Why Read It?
Examines the most common mistakes we make when spending, investing, or saving money.
Uses behavioral economics to explain these mistakes and problems, using everyday examples and scenarios.
Provides the reader with an alternative view of financial problems, and offers practical solutions and advice, with exercises in each chapter.
Why Smart People Make Big Money Mistakes and How to Correct Them explores how we spend, save or invest money, to expose the common mistakes made and how they can be avoided. Using anecdotal information, the reader is invited to assess themselves and their own actions, and offered advice and practical solutions about how to change bad habits.
Gary Belsky is a journalist for various magazines and has contributed to programs on CNN and ABC. He received the Gerald Loeb Award for Distinguished Business and Financial Journalism in 1990.
Thomas Gilovich is a Professor of Psychology at Cornell University and lectures internationally on everyday reasoning and decision-making and on the fallibility of human judgement. He has been published in various journals and magazines.
Offers practical advice for correcting money mistakes and gives the reader the information required to then decide how to act.

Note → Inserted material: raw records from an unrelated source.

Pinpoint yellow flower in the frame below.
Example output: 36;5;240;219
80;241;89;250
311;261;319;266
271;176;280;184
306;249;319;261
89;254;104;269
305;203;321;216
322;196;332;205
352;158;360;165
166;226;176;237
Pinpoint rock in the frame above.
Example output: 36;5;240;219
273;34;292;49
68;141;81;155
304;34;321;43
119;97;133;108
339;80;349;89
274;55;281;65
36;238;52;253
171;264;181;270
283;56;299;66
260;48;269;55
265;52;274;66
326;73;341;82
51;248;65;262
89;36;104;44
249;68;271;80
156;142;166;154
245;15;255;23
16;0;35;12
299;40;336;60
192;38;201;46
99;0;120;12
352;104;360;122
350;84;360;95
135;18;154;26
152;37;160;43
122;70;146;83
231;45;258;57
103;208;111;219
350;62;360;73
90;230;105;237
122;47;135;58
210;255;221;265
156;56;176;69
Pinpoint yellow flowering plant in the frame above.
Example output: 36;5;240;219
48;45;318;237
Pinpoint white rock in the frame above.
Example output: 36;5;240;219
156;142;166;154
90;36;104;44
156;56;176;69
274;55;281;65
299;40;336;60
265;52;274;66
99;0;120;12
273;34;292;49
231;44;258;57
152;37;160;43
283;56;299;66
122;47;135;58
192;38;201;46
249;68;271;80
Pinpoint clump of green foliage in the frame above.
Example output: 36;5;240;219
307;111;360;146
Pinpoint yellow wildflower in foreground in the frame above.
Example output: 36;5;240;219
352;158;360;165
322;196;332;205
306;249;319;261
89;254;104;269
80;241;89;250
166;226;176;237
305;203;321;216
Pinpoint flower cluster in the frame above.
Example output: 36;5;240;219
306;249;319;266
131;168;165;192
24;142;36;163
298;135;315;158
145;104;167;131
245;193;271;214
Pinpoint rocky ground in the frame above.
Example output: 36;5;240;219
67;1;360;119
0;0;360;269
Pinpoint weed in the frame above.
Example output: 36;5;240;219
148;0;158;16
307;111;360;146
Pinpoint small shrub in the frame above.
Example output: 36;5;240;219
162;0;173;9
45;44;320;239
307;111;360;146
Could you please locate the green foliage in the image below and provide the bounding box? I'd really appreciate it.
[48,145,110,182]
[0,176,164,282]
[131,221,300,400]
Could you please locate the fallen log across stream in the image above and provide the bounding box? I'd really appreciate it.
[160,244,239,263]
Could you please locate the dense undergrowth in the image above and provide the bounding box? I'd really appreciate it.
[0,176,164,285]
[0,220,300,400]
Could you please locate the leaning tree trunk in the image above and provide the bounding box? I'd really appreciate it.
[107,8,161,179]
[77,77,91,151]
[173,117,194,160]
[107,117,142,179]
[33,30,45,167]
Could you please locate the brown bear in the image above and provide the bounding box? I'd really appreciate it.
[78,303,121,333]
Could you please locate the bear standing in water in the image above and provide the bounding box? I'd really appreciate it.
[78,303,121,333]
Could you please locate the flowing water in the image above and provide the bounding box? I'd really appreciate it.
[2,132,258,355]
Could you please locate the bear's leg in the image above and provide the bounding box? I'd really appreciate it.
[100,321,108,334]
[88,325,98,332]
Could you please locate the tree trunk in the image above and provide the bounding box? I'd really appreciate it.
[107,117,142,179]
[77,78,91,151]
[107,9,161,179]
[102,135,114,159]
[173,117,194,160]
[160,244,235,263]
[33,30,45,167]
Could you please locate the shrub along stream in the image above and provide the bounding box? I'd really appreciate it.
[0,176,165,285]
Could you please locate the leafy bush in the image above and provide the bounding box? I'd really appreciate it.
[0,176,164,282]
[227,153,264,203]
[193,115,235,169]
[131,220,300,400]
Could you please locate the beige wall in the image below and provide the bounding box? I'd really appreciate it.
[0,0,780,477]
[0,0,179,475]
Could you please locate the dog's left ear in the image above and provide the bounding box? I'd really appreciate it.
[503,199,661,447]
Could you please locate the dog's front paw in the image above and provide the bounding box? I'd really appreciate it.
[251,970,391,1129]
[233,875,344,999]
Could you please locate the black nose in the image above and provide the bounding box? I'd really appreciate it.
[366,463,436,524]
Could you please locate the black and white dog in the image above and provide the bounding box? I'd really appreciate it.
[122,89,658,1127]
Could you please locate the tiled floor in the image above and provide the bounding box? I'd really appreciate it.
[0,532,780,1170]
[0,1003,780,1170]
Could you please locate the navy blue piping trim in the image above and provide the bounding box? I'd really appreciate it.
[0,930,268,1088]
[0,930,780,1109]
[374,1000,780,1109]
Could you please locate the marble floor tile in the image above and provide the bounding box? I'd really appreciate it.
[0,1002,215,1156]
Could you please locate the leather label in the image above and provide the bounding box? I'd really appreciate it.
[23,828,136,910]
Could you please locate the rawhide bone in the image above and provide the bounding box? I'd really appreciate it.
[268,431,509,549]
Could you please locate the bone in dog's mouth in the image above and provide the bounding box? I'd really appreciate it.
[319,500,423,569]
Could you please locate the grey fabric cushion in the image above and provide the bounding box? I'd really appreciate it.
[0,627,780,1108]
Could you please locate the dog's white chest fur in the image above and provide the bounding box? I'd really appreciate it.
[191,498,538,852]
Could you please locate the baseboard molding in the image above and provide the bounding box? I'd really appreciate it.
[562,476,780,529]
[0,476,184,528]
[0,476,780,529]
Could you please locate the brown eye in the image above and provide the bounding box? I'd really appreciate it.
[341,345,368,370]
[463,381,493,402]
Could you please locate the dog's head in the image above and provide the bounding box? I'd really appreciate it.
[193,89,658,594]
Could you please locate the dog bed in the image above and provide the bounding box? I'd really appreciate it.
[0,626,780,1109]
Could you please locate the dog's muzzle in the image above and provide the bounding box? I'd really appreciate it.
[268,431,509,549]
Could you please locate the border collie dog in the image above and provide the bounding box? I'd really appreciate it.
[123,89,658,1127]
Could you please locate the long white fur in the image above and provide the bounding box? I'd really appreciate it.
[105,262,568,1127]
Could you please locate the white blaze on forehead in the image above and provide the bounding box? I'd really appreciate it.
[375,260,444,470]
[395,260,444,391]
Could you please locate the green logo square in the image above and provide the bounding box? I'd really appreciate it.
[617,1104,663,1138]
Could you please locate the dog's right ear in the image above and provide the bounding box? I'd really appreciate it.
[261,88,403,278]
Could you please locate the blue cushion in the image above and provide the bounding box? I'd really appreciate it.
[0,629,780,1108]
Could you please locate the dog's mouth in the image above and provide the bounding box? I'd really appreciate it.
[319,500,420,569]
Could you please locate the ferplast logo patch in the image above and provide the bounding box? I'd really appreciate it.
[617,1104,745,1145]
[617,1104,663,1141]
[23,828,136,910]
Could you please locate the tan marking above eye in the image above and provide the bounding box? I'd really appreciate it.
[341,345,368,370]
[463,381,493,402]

A self-help book for the ordinary investor, it focuses on everyday money matters such as credit card use and consumer buying patterns.
Requires no prior knowledge of financial matters, but is intended to benefit those who find dealing with money difficult.
Uses an easy-to-understand psychological approach to understand and explain a range of different financial situations.
Written as a personal view using the work of recognised psychologists as support material.
Introduces the work of other economists and psychologists, such as Amos Tversky and Daniel Kahneman, to a wider, non-specialist audience.
Focuses more on human behavior than the specifics of money management, and helps get the balance right in how we control our finances.
Provides practical advice for consumers, rather than theory for academics.
“By examining how economics came to be linked with psychology…you’ll be much better prepared to grasp how behavioral economics can help improve your finances.”
“…there’s one realm where behavioral economics has yet to achieve prominence and it may be the most important; in the minds of typical consumers, borrowers, savers, spenders and investors.”
“Don’t expect miracles or overnight transformations. Expect instead to learn some things about yourself, some things about the ways in which you make decisions in general and about money in particular.”